Lucy Popescu
Yury Bandazhevsky
Before the break-up of the Soviet Union, Belarus was known as Belorussia (White Russia). As well as Russia, it borders Poland, Ukraine, Latvia, and Lithuania. Belarus declared independence in August 1991, following the failed coup in Moscow, and became a founding member of the Commonwealth of Independent States (CIS). The country and its people are still suffering the consequences of the worst nuclear disaster in recent times. Although Chernobyl is located in Ukraine, over 70 per cent of the radioactive fallout resulting from the meltdown and explosion in April 1986 fell on Belarusian territory. According to estimates by the Foreign and Commonwealth Office, 20 per cent of Belarus’s forests and over 6,000 square kilometres of prime agricultural land are contaminated. Writer and nuclear scientist Yury Bandazhevsky wrote about the effects Chernobyl had on the Belarusian population. He also criticised the Government for its failure to provide financial aid and its lack of concern for the people living in contaminated zones.Many international and local human-rights organisations believe that his arrest in 1999 and the eight-year prison sentence he received in 2001 were arranged in retaliation for his research and writing on the effects of the radioactive fallout from Chernobyl. Bandazhevsky is currently held in a labour colony, where he is said now to be in severe ill health. There were hopes that he would be released on parole earlier this year but his request was turned down. The President reportedly stated that Bandazhevsky should pay his debt and admit his guilt. Alyaksandr Lukashenko first came to power in 1994. Since 1996, President Lukashenko has effectively ruled by decree. He was due to leave office in 2006 but on 7 September 2004 he announced a referendum on an amendment to the Constitution that would remove the two-term limit for a presidency. This took place on 17 October, the same day as parliamentary elections. The EU expressed serious concern about the environment in which both the election and the referendum took place, and questioned whether the necessary conditions had existed for holding free and fair ballots.

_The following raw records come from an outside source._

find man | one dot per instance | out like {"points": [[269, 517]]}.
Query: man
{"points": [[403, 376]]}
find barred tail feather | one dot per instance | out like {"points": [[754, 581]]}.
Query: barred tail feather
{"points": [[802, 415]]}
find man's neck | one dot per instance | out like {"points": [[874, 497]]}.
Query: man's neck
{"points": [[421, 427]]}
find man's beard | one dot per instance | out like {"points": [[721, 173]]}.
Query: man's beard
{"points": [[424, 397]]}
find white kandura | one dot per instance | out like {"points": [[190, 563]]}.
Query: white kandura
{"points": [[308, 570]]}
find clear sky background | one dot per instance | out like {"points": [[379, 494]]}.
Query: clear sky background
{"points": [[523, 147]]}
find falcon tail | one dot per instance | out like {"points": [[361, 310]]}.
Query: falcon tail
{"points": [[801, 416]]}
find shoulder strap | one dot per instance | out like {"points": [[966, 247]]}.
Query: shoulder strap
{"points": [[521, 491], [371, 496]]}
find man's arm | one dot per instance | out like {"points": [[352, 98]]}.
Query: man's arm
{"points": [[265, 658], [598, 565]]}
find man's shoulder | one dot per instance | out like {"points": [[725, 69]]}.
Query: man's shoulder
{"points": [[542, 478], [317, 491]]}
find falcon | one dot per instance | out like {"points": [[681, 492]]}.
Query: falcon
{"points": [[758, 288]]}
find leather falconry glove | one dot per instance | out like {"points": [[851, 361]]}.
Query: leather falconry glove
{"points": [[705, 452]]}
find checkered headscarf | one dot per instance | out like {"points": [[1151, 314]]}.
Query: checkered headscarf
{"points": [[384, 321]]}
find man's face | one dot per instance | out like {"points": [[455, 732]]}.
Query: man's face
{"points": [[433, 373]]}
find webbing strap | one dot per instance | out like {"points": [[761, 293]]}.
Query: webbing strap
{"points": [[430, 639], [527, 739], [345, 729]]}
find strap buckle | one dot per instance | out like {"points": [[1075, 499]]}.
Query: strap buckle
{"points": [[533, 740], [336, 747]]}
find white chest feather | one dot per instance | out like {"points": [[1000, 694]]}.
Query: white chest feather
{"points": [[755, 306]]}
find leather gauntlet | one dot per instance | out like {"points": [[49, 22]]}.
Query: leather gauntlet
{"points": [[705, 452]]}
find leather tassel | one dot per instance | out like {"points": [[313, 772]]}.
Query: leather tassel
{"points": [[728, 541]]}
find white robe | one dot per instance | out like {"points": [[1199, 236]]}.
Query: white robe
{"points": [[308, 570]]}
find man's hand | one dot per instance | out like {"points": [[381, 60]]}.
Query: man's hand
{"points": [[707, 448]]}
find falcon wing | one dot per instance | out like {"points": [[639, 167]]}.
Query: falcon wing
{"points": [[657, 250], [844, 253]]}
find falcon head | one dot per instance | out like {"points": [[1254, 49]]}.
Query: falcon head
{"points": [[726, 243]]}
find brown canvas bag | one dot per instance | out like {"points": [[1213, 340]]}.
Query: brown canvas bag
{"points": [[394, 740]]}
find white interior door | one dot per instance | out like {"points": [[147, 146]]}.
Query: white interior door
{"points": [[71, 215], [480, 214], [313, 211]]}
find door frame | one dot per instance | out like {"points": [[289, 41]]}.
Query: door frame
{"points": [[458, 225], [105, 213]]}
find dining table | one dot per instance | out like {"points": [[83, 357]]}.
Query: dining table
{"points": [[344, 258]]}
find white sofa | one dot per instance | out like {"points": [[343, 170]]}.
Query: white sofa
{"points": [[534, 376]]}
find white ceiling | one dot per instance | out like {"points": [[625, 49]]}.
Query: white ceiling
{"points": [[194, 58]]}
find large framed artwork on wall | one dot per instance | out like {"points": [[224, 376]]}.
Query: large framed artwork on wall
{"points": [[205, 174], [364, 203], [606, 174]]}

The human-rights record of the Belarusian Government continues to deteriorate. The judiciary is not independent. Opposition politicians are harassed and, in some cases, have been subject to politically motivated legal proceedings. It has also been alleged that the Government organised a death squad to get rid of its opponents – the authorities were widely condemned for failing to investigate the disappearances of four political figures in 1999 and 2000. Persecution of the independent media is widespread. According to the FCO, the authoritarian rule of Lukashenko has earned the country the reputation of being ‘the last dictatorship in Europe’.
Belarus has come under increasing pressure from Western governments. A resolution on Belarus, tabled by the European Union and the United States, was adopted at the sixtieth session of the UN Commission on Human Rights in 2004, and a further resolution is planned for this year.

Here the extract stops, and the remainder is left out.